日立システムズ(高橋直也社長)は、地方公営企業会計制度の改正や災害時の事業継続対策に対応した「e-ADWORLD2 公営企業会計システム for SaaS」の販売を、3月28日に開始した。提供は10月の予定。

 新しい地方公営企業会計制度に対応し、強固なデータセンター(DC)で運用する共同利用型のクラウドサービス。DCでは、徹底した入退室管理やデータの暗号化、ファイアウォールによるアクセス制限などのセキュリティ対策を施している。サーバーの運用も日立システムズが一括して行うので、煩雑なシステム管理業務を効率化できる。また、災害時の事業継続対策のために、遠隔地でのデータバックアップサービスもあわせて利用できる。

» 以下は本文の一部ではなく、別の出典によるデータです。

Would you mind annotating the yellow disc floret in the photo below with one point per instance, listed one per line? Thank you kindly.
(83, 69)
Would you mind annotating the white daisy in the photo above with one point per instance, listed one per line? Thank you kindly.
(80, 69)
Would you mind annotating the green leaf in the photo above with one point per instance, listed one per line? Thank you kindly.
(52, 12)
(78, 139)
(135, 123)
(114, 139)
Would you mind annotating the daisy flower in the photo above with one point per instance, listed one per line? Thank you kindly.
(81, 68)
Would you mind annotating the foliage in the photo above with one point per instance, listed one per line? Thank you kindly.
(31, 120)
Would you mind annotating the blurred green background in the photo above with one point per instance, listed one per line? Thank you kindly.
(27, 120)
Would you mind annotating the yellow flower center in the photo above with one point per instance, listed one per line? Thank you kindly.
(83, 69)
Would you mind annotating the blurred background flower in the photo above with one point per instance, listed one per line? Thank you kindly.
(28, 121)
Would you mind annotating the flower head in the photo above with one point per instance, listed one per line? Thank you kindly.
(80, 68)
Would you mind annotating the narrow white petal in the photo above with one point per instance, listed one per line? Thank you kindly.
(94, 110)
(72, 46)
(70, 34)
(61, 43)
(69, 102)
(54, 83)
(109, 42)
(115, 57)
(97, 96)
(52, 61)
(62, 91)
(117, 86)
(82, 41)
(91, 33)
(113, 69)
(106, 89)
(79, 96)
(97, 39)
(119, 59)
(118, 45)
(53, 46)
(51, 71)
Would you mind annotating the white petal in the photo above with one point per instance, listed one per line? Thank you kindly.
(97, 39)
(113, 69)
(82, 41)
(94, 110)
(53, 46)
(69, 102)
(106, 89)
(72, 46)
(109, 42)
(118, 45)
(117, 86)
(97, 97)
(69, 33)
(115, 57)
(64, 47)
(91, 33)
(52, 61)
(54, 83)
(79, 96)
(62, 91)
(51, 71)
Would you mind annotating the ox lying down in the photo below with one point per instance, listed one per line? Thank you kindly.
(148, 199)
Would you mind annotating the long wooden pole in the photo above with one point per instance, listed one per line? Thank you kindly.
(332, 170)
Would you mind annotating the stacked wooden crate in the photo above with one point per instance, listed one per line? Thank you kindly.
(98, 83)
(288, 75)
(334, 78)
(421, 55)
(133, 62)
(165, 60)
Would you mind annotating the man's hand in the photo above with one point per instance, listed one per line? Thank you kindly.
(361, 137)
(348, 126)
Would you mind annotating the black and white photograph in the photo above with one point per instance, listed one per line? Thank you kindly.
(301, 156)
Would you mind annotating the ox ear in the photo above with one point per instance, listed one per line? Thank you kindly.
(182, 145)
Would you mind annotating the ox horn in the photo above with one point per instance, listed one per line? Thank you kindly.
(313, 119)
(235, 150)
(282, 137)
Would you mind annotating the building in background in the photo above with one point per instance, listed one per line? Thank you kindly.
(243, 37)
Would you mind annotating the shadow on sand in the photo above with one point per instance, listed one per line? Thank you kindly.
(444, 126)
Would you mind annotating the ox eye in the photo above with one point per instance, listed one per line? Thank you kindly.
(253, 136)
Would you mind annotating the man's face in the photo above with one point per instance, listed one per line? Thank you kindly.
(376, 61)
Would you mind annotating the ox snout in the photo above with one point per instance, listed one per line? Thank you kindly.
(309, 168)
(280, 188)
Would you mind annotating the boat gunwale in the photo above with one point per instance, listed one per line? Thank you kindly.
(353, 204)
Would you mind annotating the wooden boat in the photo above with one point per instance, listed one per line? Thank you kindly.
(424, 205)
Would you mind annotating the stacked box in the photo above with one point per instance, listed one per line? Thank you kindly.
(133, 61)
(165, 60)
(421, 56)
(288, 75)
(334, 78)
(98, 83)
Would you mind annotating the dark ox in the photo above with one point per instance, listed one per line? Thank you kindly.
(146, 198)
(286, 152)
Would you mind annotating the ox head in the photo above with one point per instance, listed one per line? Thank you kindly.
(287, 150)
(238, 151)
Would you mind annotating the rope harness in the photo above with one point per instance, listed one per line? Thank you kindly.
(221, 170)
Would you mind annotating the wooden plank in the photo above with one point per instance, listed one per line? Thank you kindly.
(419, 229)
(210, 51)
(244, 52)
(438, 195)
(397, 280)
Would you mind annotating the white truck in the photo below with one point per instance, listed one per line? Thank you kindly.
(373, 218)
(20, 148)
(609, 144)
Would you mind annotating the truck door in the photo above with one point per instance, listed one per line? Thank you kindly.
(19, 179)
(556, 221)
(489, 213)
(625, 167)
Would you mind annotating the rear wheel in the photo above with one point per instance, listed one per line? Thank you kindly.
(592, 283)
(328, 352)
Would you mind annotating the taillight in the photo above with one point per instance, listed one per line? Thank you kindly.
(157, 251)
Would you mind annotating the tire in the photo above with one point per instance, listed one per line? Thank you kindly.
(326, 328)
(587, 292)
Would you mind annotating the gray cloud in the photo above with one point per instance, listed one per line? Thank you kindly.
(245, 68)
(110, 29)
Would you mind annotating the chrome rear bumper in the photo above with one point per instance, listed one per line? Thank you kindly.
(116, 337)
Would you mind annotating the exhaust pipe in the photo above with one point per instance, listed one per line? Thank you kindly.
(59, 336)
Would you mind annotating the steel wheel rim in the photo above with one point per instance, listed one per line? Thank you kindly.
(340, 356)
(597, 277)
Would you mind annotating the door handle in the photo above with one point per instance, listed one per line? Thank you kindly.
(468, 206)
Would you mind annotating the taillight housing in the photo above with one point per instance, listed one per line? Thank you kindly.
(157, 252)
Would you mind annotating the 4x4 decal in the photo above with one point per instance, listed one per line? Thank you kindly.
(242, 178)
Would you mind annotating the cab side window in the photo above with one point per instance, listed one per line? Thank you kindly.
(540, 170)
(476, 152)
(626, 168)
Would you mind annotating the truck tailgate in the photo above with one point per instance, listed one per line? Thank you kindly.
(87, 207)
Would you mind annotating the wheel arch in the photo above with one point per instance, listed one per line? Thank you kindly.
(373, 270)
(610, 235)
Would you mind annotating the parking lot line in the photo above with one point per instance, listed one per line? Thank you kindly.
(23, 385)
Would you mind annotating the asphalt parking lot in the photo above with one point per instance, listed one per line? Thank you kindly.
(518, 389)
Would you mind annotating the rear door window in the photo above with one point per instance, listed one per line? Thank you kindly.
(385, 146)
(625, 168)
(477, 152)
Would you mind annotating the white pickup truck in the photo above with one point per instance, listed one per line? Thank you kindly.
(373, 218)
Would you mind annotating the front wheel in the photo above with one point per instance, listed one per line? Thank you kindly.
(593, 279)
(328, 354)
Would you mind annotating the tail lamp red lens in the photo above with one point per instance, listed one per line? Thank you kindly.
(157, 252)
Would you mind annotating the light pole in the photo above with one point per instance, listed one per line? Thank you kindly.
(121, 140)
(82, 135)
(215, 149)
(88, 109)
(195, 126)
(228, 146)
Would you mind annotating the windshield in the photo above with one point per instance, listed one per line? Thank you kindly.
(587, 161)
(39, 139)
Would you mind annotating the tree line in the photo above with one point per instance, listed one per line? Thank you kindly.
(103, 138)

 地方公営企業は、安価なコストで、最短1か月という短期間で新会計制度に対応したシステムを導入でき、災害時の事業継続性の向上やシステム運用負荷の軽減などを図ることができる。

 価格は、初期導入費が21万円から、月額費用が3万1500円から。データ移行費用は個別見積もり。日立システムズは販売パートナーとも連携し、日立グループのクラウドソリューション「Harmonious Cloud」の下、中小規模の地方公営企業向けに「e-ADWORLD2 公営企業会計システム for SaaS」や関連サービスを拡販。2016年度末までに累計300団体への納入と、関連サービスも含めて累計5億円の販売を目指す。